Con Lillino Abbandonato riuscimmo a vincere alla grande quel campionato di C2 e allora mi commossi veramente. Al traguardo degli ottant’anni, vi devo confessare due cose. La prima: nel 2016, proprio per stare al centro dell’attenzione, mi concessi un intervento alle coronarie con un recupero a Telese e mi vennero a trovare tre amici del calcio, Enzo Patalano, il direttore del Corriere del Pallone, Carmine Testa ed Ernesto Milano, che è stato un calciatore dell’Ischia di qualche anno fa. Inevitabilmente finimmo per parlare di calcio e allora dissi che mi avevano accusato nel corso degli anni di tante nefandezze, dicendo che rubavo i soldi, che io facevo la formazione, che ero quello che finiva per pressare gli allenatori per fare fuori qualcuno e metterne un altro, e chi più ne ha più ne metta. L’unica accusa che non mi hanno mai rivolto è quella di essere gay. Tuttavia io effettivamente ho delle responsabilità calcistiche. La verità è che io nel corso degli anni ho sempre alzato l’asticella e siamo riusciti a vivere al di sopra delle nostre reali possibilità, arrivando dove siamo arrivati adesso. Ho visto Pino, ho visto Enrico e tutti chiedono: manca Carlino. Credetemi, non dategli eccessive responsabilità, perché il mondo del calcio è una palude. È una palude dove è difficilissimo uscire. Allora ci siamo riusciti e spesso io mi interrogo su come ci siamo riusciti. Credetemi, in una realtà piccola come Ischia, arrivare al quinto posto in C1, riuscire a vincere un campionato di C2 dopo 12 mesi dalla retrocessione, consentitemi di dire, è uno dei grandi miracoli ischitani.

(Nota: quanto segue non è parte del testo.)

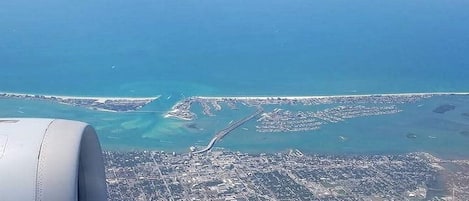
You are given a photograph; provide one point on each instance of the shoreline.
(104, 104)
(99, 98)
(328, 96)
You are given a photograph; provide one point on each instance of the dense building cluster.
(221, 175)
(182, 109)
(280, 120)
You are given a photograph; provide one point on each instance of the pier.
(222, 133)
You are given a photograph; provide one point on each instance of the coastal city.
(292, 175)
(302, 113)
(182, 109)
(108, 104)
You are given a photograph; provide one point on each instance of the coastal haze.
(201, 99)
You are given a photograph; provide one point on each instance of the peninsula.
(108, 104)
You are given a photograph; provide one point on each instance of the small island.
(108, 104)
(444, 108)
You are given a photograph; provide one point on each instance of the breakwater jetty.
(222, 133)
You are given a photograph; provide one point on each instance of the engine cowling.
(50, 160)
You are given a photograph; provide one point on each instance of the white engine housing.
(50, 160)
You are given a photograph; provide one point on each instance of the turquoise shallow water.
(178, 49)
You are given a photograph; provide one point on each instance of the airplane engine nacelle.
(50, 160)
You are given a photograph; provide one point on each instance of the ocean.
(179, 49)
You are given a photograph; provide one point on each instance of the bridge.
(222, 133)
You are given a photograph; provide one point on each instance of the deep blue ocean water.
(255, 47)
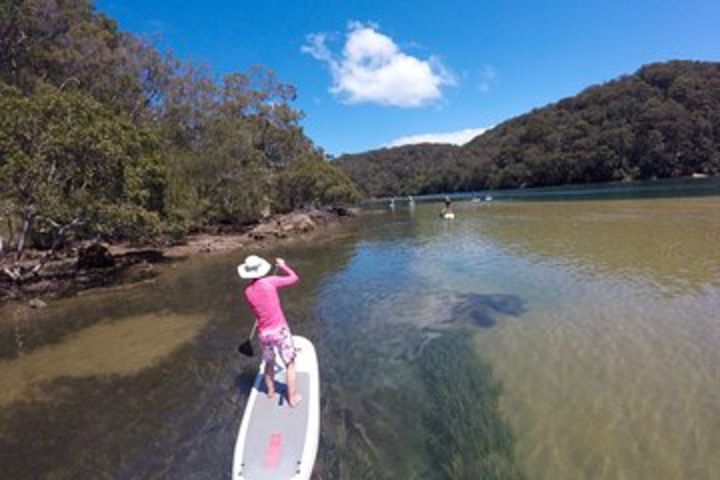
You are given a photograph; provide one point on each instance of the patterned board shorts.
(280, 340)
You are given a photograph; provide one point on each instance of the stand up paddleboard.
(275, 441)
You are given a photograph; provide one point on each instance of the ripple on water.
(120, 347)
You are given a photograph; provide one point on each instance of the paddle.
(246, 347)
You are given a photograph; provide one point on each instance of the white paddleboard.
(275, 441)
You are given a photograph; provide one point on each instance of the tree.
(69, 163)
(312, 179)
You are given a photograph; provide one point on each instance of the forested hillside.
(662, 121)
(103, 136)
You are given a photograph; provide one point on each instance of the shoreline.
(120, 266)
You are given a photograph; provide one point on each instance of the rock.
(95, 256)
(341, 211)
(37, 303)
(301, 222)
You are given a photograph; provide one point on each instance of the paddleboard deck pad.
(275, 441)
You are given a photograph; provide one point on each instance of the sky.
(373, 73)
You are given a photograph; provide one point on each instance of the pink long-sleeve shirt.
(264, 300)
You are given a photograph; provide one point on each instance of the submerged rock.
(37, 303)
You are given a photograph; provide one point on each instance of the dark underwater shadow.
(481, 309)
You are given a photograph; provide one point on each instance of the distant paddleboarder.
(274, 332)
(447, 212)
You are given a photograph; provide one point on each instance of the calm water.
(598, 318)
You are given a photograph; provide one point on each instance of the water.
(538, 340)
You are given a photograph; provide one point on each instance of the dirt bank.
(90, 266)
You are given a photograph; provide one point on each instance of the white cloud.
(459, 137)
(372, 69)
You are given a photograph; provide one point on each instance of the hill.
(662, 121)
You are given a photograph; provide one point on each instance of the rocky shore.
(100, 265)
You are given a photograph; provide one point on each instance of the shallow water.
(599, 319)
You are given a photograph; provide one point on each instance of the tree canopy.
(104, 136)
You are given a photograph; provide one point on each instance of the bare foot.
(293, 402)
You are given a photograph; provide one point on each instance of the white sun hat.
(253, 267)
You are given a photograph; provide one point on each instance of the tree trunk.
(27, 221)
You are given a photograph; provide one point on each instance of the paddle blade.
(246, 348)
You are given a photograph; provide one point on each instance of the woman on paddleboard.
(274, 332)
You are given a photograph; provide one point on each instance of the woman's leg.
(270, 377)
(293, 397)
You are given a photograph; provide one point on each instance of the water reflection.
(598, 319)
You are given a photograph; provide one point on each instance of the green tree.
(67, 163)
(311, 180)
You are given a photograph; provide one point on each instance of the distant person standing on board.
(274, 332)
(447, 212)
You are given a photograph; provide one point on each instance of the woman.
(274, 333)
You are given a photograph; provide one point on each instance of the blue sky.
(372, 73)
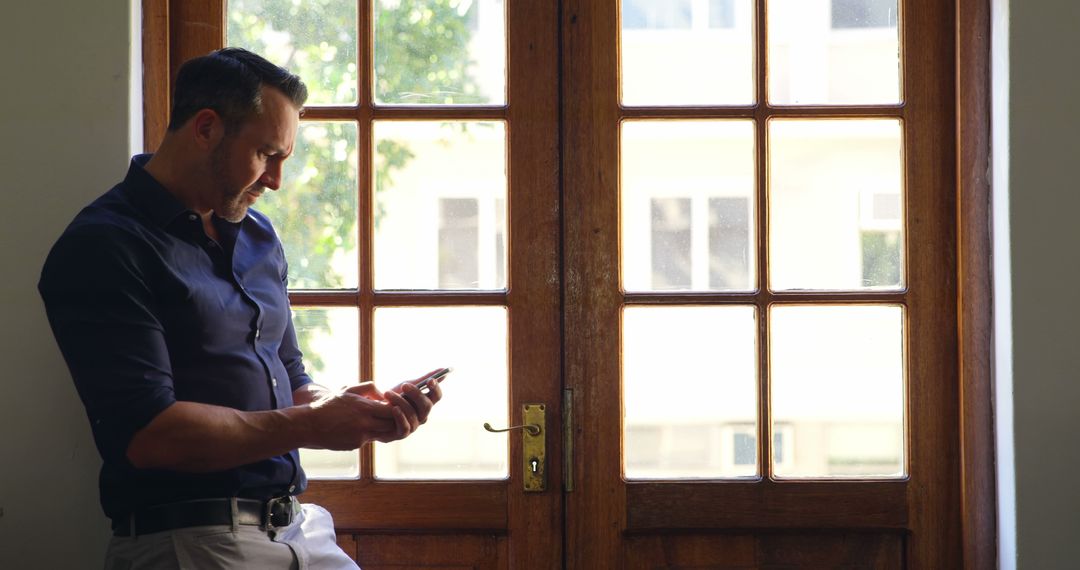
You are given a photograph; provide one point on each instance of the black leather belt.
(269, 515)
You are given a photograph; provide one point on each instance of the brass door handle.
(530, 428)
(534, 451)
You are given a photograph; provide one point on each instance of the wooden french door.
(655, 293)
(759, 442)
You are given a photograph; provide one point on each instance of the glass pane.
(838, 391)
(314, 213)
(453, 445)
(314, 39)
(834, 52)
(690, 353)
(329, 338)
(664, 43)
(440, 52)
(688, 205)
(836, 204)
(441, 199)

Ecco la seconda confessione: mi commossi quando vincemmo quel campionato, perché, come sempre, se fosse andato bene, tutti avremmo fatto bene, se fosse andato male, avrebbe sbagliato una persona, chi sta parlando. Ebbi una reazione nervosa e ricordo Mimmo Perrella che mi abbracciò. Quell’emozione – ve lo giuro – è la stessa di quando sono entrato qua e vi ho visto tutti e cercavo di focalizzare tutti quelli che c’erano. Mi avete fatto piangere.
Volete un’altra confessione? Dovete sapere che ho perso mio padre all’età di 65 anni. Ovviamente mi interrogavo e, ma io quando vivrò? Arrivato al 65°, poi arrivai al 66°, proseguii e arrivato dai 70 dico, mah vediamo, andiamo avanti. Arrivato al settantacinquesimo mi ero prefigurato un traguardo e lo volevo raggiungere: gli ottant’anni. Vi posso assicurare che fra ieri e oggi io non ho avvertito nessuna variazione. Non ho paura della morte, chi mi conosce lo sa, l’unica cosa che chiedo al Padreterno, se deve succedere è che sia subito, punto e basta».